Controllable Audio-Visual Viewpoint Generation from 360° Spatial Information

TL;DR

Con360-AV tackles the problem of controllable audio-visual generation from immersive 360° environments by conditioning diffusion-based generators on three spatial cues: panoramic saliency, BASD maps defining the target viewpoint, and a global 360° scene caption. The method combines parallel audio and video diffusion nets with a dedicated Map Encoder and FiLM-based conditioning to ensure viewpoint-specific outputs are coherent with off-screen events, guided by the full 360° context via CMC-PE temporal synchronization. Evaluations on Sphere360 demonstrate enhanced spatial controllability and improved audiovisual coherence over a baseline, validating the approach for immersive media applications. This work enables realistic off-screen sound propagation and viewpoint-aware visuals, with potential extensions to multichannel spatial audio like Ambisonics for fully immersive experiences.

Abstract

The generation of sounding videos has seen significant advancements with the advent of diffusion models. However, existing methods often lack the fine-grained control needed to generate viewpoint-specific content from larger, immersive 360-degree environments. This limitation restricts the creation of audio-visual experiences that are aware of off-camera events. To the best of our knowledge, this is the first work to introduce a framework for controllable audio-visual generation, addressing this unexplored gap. Specifically, we propose a diffusion model by introducing a set of powerful conditioning signals derived from the full 360-degree space: a panoramic saliency map to identify regions of interest, a bounding-box-aware signed distance map to define the target viewpoint, and a descriptive caption of the entire scene. By integrating these controls, our model generates spatially-aware viewpoint videos and audios that are coherently influenced by the broader, unseen environmental context, introducing a strong controllability that is essential for realistic and immersive audio-visual generation.
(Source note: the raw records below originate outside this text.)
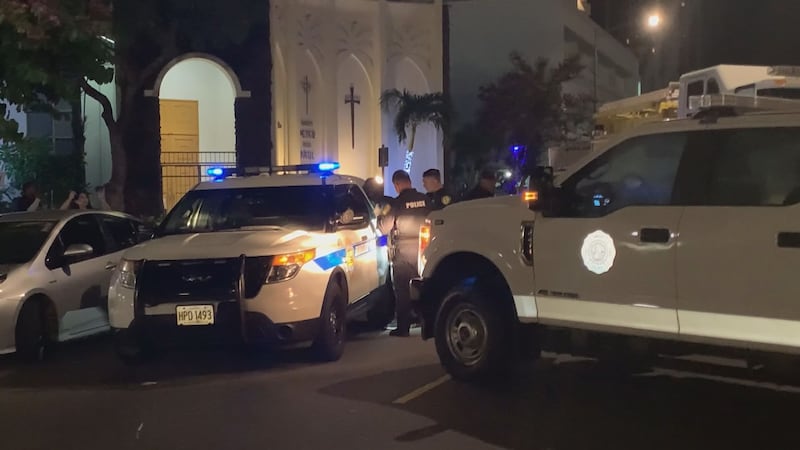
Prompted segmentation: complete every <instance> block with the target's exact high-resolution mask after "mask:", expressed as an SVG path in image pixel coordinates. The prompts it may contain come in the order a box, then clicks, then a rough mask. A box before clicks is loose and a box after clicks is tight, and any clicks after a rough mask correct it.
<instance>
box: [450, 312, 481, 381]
mask: <svg viewBox="0 0 800 450" xmlns="http://www.w3.org/2000/svg"><path fill="white" fill-rule="evenodd" d="M488 337H489V333H488V327H487V325H486V320H485V319H484V318H483V315H482V314H481V313H480V312H479V311H477V310H476V309H475V308H472V307H471V306H469V305H461V306H458V307H456V308H454V309H453V310H452V311H451V312H450V314H449V315H448V317H447V324H446V338H447V347H448V349H449V350H450V354H451V355H452V356H453V357H454V358H455V359H456V361H458V362H459V363H460V364H462V365H464V366H468V367H470V366H474V365H476V364H478V362H480V361H481V359H483V358H484V356H485V355H486V351H487V348H488V342H489V341H488Z"/></svg>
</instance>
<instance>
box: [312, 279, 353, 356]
mask: <svg viewBox="0 0 800 450" xmlns="http://www.w3.org/2000/svg"><path fill="white" fill-rule="evenodd" d="M319 321H320V325H319V335H318V336H317V338H316V339H315V340H314V344H313V345H312V350H313V352H314V354H315V356H316V358H317V359H319V360H320V361H325V362H333V361H338V360H339V358H341V357H342V354H344V342H345V336H346V334H347V300H346V298H345V296H344V292H343V290H342V288H341V287H340V286H339V285H338V284H337V283H336V282H333V281H332V282H331V283H330V284H329V285H328V288H327V289H326V290H325V300H324V301H323V304H322V314H320V318H319Z"/></svg>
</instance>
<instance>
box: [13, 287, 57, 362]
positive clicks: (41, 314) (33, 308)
mask: <svg viewBox="0 0 800 450" xmlns="http://www.w3.org/2000/svg"><path fill="white" fill-rule="evenodd" d="M47 331H48V330H47V321H46V320H45V309H44V306H43V305H42V304H41V303H40V302H37V301H27V302H25V304H24V305H22V309H21V310H20V312H19V319H18V320H17V328H16V333H15V334H16V336H15V338H16V347H17V355H19V357H20V358H21V359H22V360H23V361H26V362H39V361H43V360H44V359H45V357H46V356H47V353H48V351H49V349H50V346H51V344H52V343H51V342H50V339H49V337H48V333H47Z"/></svg>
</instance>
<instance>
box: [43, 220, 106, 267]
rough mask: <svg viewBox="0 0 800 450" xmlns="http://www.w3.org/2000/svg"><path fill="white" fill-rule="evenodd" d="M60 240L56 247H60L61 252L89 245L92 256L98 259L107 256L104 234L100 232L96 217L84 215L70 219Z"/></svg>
mask: <svg viewBox="0 0 800 450" xmlns="http://www.w3.org/2000/svg"><path fill="white" fill-rule="evenodd" d="M58 236H59V239H58V240H57V242H56V243H55V244H53V245H54V246H58V247H60V249H59V250H60V251H64V250H66V249H68V248H69V247H70V246H72V245H78V244H87V245H90V246H91V247H92V250H93V252H92V256H91V257H90V258H96V257H98V256H102V255H105V254H106V243H105V239H104V237H103V233H102V232H101V230H100V225H99V224H98V222H97V220H95V217H94V216H92V215H82V216H78V217H75V218H73V219H70V221H69V222H67V224H66V225H64V228H62V229H61V232H60V233H59V234H58Z"/></svg>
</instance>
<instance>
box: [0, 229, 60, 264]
mask: <svg viewBox="0 0 800 450" xmlns="http://www.w3.org/2000/svg"><path fill="white" fill-rule="evenodd" d="M55 225H56V222H51V221H47V222H44V221H42V222H39V221H19V222H0V264H3V265H5V264H24V263H26V262H28V261H30V260H32V259H33V258H34V257H36V255H37V254H38V253H39V250H41V248H42V246H43V245H44V244H45V242H47V239H48V238H49V237H50V232H51V231H52V230H53V228H54V227H55Z"/></svg>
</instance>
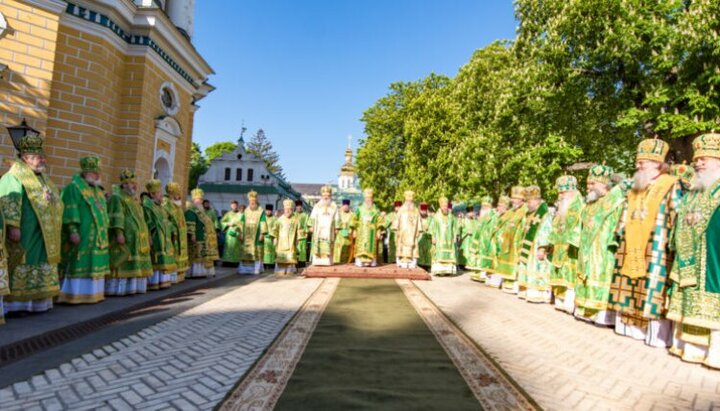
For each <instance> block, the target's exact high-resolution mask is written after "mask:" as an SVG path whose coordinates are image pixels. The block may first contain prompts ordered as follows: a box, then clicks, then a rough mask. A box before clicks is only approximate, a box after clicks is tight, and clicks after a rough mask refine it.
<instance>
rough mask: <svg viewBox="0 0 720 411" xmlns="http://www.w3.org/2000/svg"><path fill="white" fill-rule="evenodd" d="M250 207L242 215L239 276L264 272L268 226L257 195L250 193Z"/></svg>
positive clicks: (249, 193) (251, 274) (252, 193)
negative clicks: (263, 257) (265, 249)
mask: <svg viewBox="0 0 720 411" xmlns="http://www.w3.org/2000/svg"><path fill="white" fill-rule="evenodd" d="M248 202H249V204H248V207H247V208H246V209H245V211H244V212H243V215H242V239H243V246H242V251H241V255H240V265H239V266H238V274H251V275H257V274H260V273H262V272H263V244H264V243H265V235H266V234H267V232H268V226H267V223H266V221H265V213H264V212H263V210H262V209H261V208H260V207H259V206H258V203H257V193H256V192H255V191H250V192H249V193H248Z"/></svg>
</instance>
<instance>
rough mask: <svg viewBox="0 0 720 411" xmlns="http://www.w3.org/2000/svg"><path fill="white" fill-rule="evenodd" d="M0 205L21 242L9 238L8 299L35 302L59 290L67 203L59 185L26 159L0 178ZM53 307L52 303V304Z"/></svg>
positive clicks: (58, 290)
mask: <svg viewBox="0 0 720 411" xmlns="http://www.w3.org/2000/svg"><path fill="white" fill-rule="evenodd" d="M0 206H2V212H3V214H4V216H5V223H6V224H7V225H8V226H12V227H16V228H20V236H21V237H20V241H19V242H13V241H7V243H6V247H7V250H8V266H9V277H10V295H8V296H7V297H6V299H5V301H6V302H13V301H22V302H26V301H33V300H40V299H47V298H51V297H54V296H57V295H58V293H59V279H58V263H60V258H61V257H60V251H61V237H60V233H61V227H62V216H63V203H62V201H61V200H60V194H59V192H58V189H57V187H56V186H55V184H53V183H52V181H50V179H49V178H47V177H46V176H45V175H44V174H42V173H40V174H36V173H35V172H33V171H32V169H31V168H30V167H29V166H28V165H26V164H25V163H24V162H22V161H16V162H15V163H13V165H12V167H11V168H10V170H9V171H8V172H7V173H6V174H5V175H4V176H3V177H2V179H0ZM49 306H50V307H51V306H52V304H50V305H49Z"/></svg>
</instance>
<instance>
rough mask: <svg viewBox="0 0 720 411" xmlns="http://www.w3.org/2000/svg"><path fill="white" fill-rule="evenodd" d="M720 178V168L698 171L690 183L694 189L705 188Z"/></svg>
mask: <svg viewBox="0 0 720 411" xmlns="http://www.w3.org/2000/svg"><path fill="white" fill-rule="evenodd" d="M718 180H720V169H715V170H704V171H698V172H697V174H696V175H695V178H693V181H692V183H691V184H690V185H691V186H692V188H693V189H694V190H707V189H709V188H710V187H712V186H713V185H714V184H715V183H716V182H717V181H718Z"/></svg>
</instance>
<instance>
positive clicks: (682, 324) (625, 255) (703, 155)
mask: <svg viewBox="0 0 720 411" xmlns="http://www.w3.org/2000/svg"><path fill="white" fill-rule="evenodd" d="M692 147H693V151H694V152H693V166H690V165H685V164H678V165H674V166H670V165H669V164H668V163H667V162H666V156H667V154H668V151H669V145H668V144H667V143H666V142H664V141H662V140H660V139H647V140H643V141H642V142H641V143H640V144H639V146H638V149H637V155H636V162H635V166H636V172H635V174H634V176H633V178H631V179H625V178H623V177H622V176H621V175H618V174H616V173H615V172H614V170H613V169H611V168H610V167H608V166H606V165H594V166H592V167H591V168H590V169H589V172H588V175H587V187H586V189H587V191H586V194H585V196H583V195H582V194H581V192H580V190H579V187H578V182H577V179H576V178H575V177H573V176H569V175H564V176H561V177H560V178H558V179H557V181H556V189H557V191H558V198H557V199H556V200H555V201H554V206H553V207H550V206H549V204H548V202H546V201H545V200H544V199H543V197H542V193H541V190H540V188H539V187H537V186H528V187H520V186H516V187H513V188H512V189H511V192H510V196H502V197H500V198H499V200H498V202H497V204H496V206H495V207H493V204H492V203H493V202H492V199H491V198H484V199H483V200H482V201H481V208H480V210H479V212H478V214H477V216H475V210H473V209H468V210H467V214H465V215H464V216H461V217H459V218H458V216H454V215H453V214H452V213H451V212H448V211H447V210H448V206H447V200H446V199H441V201H440V210H441V212H440V213H436V214H435V216H434V217H432V220H431V222H430V223H429V226H430V227H431V229H430V230H429V234H430V236H431V241H432V251H431V259H430V260H431V271H432V272H434V273H437V274H453V273H455V270H456V267H461V268H462V269H464V271H468V272H469V277H470V278H471V279H472V280H475V281H478V282H482V283H484V284H485V285H487V286H489V287H494V288H498V289H501V290H502V291H504V292H506V293H508V294H514V295H516V296H517V297H518V298H520V299H523V300H525V301H527V302H530V303H539V304H542V303H548V304H553V305H554V307H555V308H556V309H557V310H559V311H562V312H565V313H567V314H568V315H573V316H574V317H575V318H576V319H578V320H582V321H585V322H588V323H591V324H594V325H595V326H600V327H609V328H613V329H614V331H615V333H617V334H620V335H623V336H627V337H630V338H633V339H636V340H640V341H644V343H645V344H647V345H649V346H653V347H661V348H666V349H669V351H670V353H672V354H674V355H677V356H679V357H680V358H682V359H683V360H684V361H688V362H693V363H701V364H704V365H706V366H708V367H711V368H716V369H718V368H720V211H718V208H719V207H720V134H715V133H707V134H703V135H700V136H699V137H697V138H696V139H695V140H694V141H693V144H692ZM403 207H404V208H405V207H407V203H406V205H405V206H403ZM403 212H407V211H403V210H401V211H400V213H403ZM398 215H401V214H398ZM397 223H400V224H402V221H397V222H396V224H397ZM433 227H434V228H433ZM399 238H400V234H399V233H398V239H399ZM420 238H421V239H422V235H421V236H420ZM398 244H400V242H398ZM419 249H420V251H421V253H422V250H423V248H422V247H419ZM421 259H422V257H421Z"/></svg>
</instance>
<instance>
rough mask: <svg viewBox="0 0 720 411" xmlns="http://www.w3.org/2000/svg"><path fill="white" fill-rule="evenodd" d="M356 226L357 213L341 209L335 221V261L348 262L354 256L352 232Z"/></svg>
mask: <svg viewBox="0 0 720 411" xmlns="http://www.w3.org/2000/svg"><path fill="white" fill-rule="evenodd" d="M354 227H355V214H353V213H352V212H350V211H348V212H347V213H346V212H344V211H342V210H340V211H339V212H338V215H337V222H336V223H335V231H336V234H335V252H334V253H333V263H335V264H347V263H349V262H350V260H351V259H352V258H353V256H352V255H350V254H351V252H352V250H351V248H352V243H353V239H352V233H353V228H354Z"/></svg>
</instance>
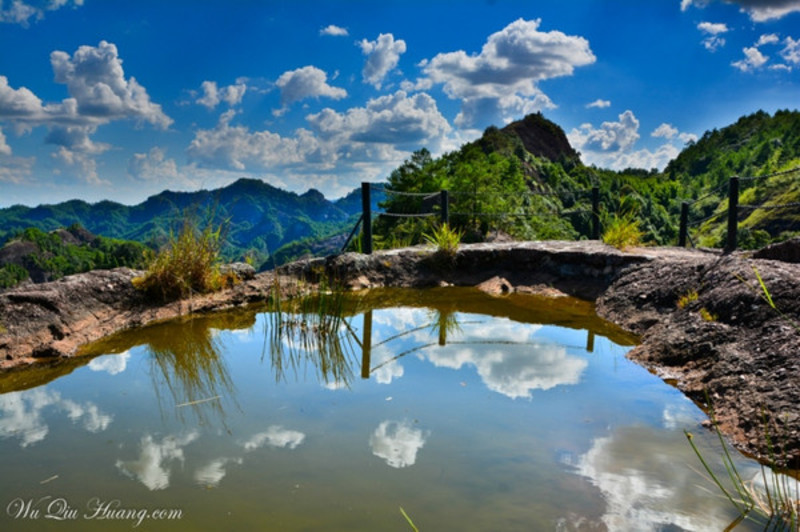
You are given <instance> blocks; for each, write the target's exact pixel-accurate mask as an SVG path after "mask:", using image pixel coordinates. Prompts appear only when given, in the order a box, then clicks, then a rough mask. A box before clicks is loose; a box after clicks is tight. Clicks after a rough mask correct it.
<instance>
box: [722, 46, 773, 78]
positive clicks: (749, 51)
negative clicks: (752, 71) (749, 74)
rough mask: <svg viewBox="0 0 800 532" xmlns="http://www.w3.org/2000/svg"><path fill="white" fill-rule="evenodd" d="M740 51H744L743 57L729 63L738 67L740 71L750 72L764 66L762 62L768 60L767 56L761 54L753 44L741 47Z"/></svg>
mask: <svg viewBox="0 0 800 532" xmlns="http://www.w3.org/2000/svg"><path fill="white" fill-rule="evenodd" d="M742 52H744V59H740V60H739V61H734V62H732V63H731V65H732V66H734V67H736V68H738V69H739V70H741V71H742V72H752V71H753V70H756V69H758V68H761V67H762V66H764V63H766V62H767V61H768V60H769V57H768V56H766V55H764V54H762V53H761V51H760V50H759V49H758V48H756V47H755V46H748V47H745V48H743V49H742Z"/></svg>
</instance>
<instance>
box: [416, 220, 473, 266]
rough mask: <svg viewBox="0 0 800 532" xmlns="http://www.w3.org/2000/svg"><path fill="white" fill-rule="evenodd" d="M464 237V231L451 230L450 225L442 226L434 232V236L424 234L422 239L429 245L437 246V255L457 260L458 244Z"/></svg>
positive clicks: (427, 233)
mask: <svg viewBox="0 0 800 532" xmlns="http://www.w3.org/2000/svg"><path fill="white" fill-rule="evenodd" d="M463 236H464V231H462V230H458V229H451V228H450V226H449V225H448V224H446V223H445V224H442V225H440V226H438V227H436V228H435V229H434V230H433V233H432V234H428V233H423V234H422V237H423V238H424V239H425V241H426V242H427V243H429V244H432V245H434V246H436V253H437V254H438V255H440V256H444V257H447V258H450V259H452V258H455V256H456V253H457V252H458V244H459V243H460V242H461V238H462V237H463Z"/></svg>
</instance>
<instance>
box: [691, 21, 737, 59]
mask: <svg viewBox="0 0 800 532" xmlns="http://www.w3.org/2000/svg"><path fill="white" fill-rule="evenodd" d="M697 29H699V30H700V31H702V32H703V33H705V34H707V35H708V37H706V38H705V39H703V41H702V42H703V46H705V47H706V49H707V50H709V51H710V52H716V51H717V49H718V48H721V47H723V46H725V39H724V38H722V37H720V35H722V34H723V33H727V32H728V31H729V30H728V26H727V25H726V24H722V23H713V22H701V23H700V24H698V25H697Z"/></svg>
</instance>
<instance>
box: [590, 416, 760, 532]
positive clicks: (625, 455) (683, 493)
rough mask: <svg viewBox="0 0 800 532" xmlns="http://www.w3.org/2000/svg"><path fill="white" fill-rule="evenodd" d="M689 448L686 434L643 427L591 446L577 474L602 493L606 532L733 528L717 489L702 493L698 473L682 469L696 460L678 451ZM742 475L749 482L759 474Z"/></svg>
mask: <svg viewBox="0 0 800 532" xmlns="http://www.w3.org/2000/svg"><path fill="white" fill-rule="evenodd" d="M685 447H687V446H686V445H685V438H684V437H683V433H682V432H681V431H679V430H675V431H669V432H665V431H661V430H656V429H652V428H649V427H644V426H634V427H625V428H621V429H616V430H614V432H613V433H612V434H611V435H610V436H607V437H600V438H596V439H595V440H594V441H593V442H592V446H591V448H590V449H589V450H588V451H587V452H586V454H584V455H582V456H580V457H579V458H578V461H577V464H576V468H575V472H576V473H577V474H579V475H581V476H583V477H586V478H587V479H588V480H589V482H591V483H592V484H593V485H594V486H595V487H597V488H598V489H599V490H600V492H601V493H602V494H603V500H604V501H605V513H604V514H603V517H602V520H603V522H604V524H605V528H606V529H607V530H641V531H656V530H724V529H725V528H726V526H727V525H729V524H730V521H731V517H730V515H729V514H728V512H727V510H728V508H727V507H726V506H725V504H724V502H727V501H723V503H720V502H719V499H718V497H717V493H716V492H714V491H713V490H702V489H701V490H698V489H697V484H698V479H700V478H701V477H700V476H699V475H698V473H697V471H696V470H694V469H693V468H692V467H689V466H681V465H679V464H684V465H685V464H686V463H691V460H692V459H693V458H694V456H691V452H690V453H689V454H684V451H680V452H679V453H676V449H683V448H685ZM740 472H741V473H742V474H743V476H744V477H745V478H750V476H751V475H753V474H754V473H756V470H755V469H752V468H749V467H748V468H747V470H746V471H745V470H744V469H742V470H740ZM676 509H679V510H678V511H676Z"/></svg>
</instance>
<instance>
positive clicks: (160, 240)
mask: <svg viewBox="0 0 800 532" xmlns="http://www.w3.org/2000/svg"><path fill="white" fill-rule="evenodd" d="M354 198H356V196H353V194H351V195H349V196H346V197H344V198H342V199H341V200H339V201H337V202H331V201H329V200H327V199H325V197H324V196H323V195H322V194H321V193H320V192H319V191H317V190H314V189H311V190H309V191H308V192H306V193H304V194H302V195H298V194H295V193H293V192H287V191H285V190H282V189H279V188H276V187H273V186H271V185H269V184H267V183H264V182H263V181H260V180H257V179H239V180H238V181H236V182H234V183H232V184H230V185H228V186H226V187H224V188H220V189H217V190H210V191H209V190H200V191H197V192H172V191H164V192H161V193H160V194H157V195H155V196H152V197H150V198H148V199H147V200H145V201H144V202H142V203H140V204H138V205H134V206H126V205H122V204H119V203H115V202H112V201H101V202H99V203H95V204H90V203H87V202H84V201H80V200H72V201H67V202H64V203H59V204H56V205H40V206H38V207H33V208H30V207H23V206H19V205H17V206H13V207H10V208H7V209H0V227H2V230H1V231H0V242H4V241H6V240H8V239H9V238H11V237H12V236H14V235H16V234H17V233H19V232H20V231H22V230H24V229H25V228H28V227H36V228H38V229H41V230H42V231H53V230H56V229H58V228H63V227H68V226H70V225H73V224H80V225H81V226H83V227H85V228H86V229H88V230H89V231H91V232H92V233H94V234H100V235H104V236H106V237H110V238H120V239H126V240H134V241H138V242H143V243H148V244H151V245H153V246H156V245H158V244H159V243H161V242H163V241H165V240H166V236H167V235H168V234H169V232H170V230H171V229H177V228H178V227H179V226H180V223H181V220H182V219H183V218H184V216H191V217H194V218H195V219H196V220H197V224H198V225H203V224H207V223H213V224H219V223H222V225H223V230H224V235H225V245H224V246H223V255H224V256H225V257H226V258H228V259H231V260H238V259H243V258H244V257H246V256H247V257H249V258H250V259H251V260H254V261H256V262H262V261H264V260H265V259H266V258H267V256H268V255H269V253H270V251H271V250H276V249H278V248H279V247H281V246H282V245H283V244H286V243H289V242H293V241H295V240H299V239H302V238H307V237H320V236H326V235H330V234H334V233H337V232H344V231H346V230H348V220H349V219H350V218H352V217H353V215H354V214H356V213H360V211H361V203H360V195H358V196H357V198H356V199H357V201H356V199H354ZM353 223H354V221H353Z"/></svg>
We show audiovisual examples proving the effectiveness of our framework.

Paper Structure

This paper contains 12 sections, 1 equation, 3 figures, 1 table.

Figures (3)

  • Figure 1: The Con360-AV generation process. The model generates a target viewpoint conditioned on three inputs: global 360° saliency maps, a scene-wide text caption, and viewpoint-specific BASD maps. The figure shows how two different outputs, Viewpoint 1 (green) and Viewpoint 2 (red), are generated from the same scene by providing their corresponding BASD maps.
  • Figure 2: Derivation of the three contextual conditionings from a 360° video. The pipeline generates a textual prompt and two visual prompts through parallel branches. (1) Spatially-aware Caption: For each of the six directional viewpoints (front, back, left, right, top, bottom), BLIP-2 generates a series of captions at different timestamps to capture the evolution of the scene. Llama-3.2 then synthesizes this full set of descriptions to reconstruct a single, dynamic caption summarizing the action across the entire 360° view over time. (2) Saliency Maps: In parallel, the full 360° video is processed by SalViT360 to generate a sequence of saliency maps that highlights the most visually important regions over time. (3) BASD Maps: Centroids from the saliency maps are used to define the target viewpoint and generate a corresponding BASD (Boundary-Aware Saliency Detection) map for structural guidance.
  • Figure 3: Example of 2 generated viewpoints of the same scene.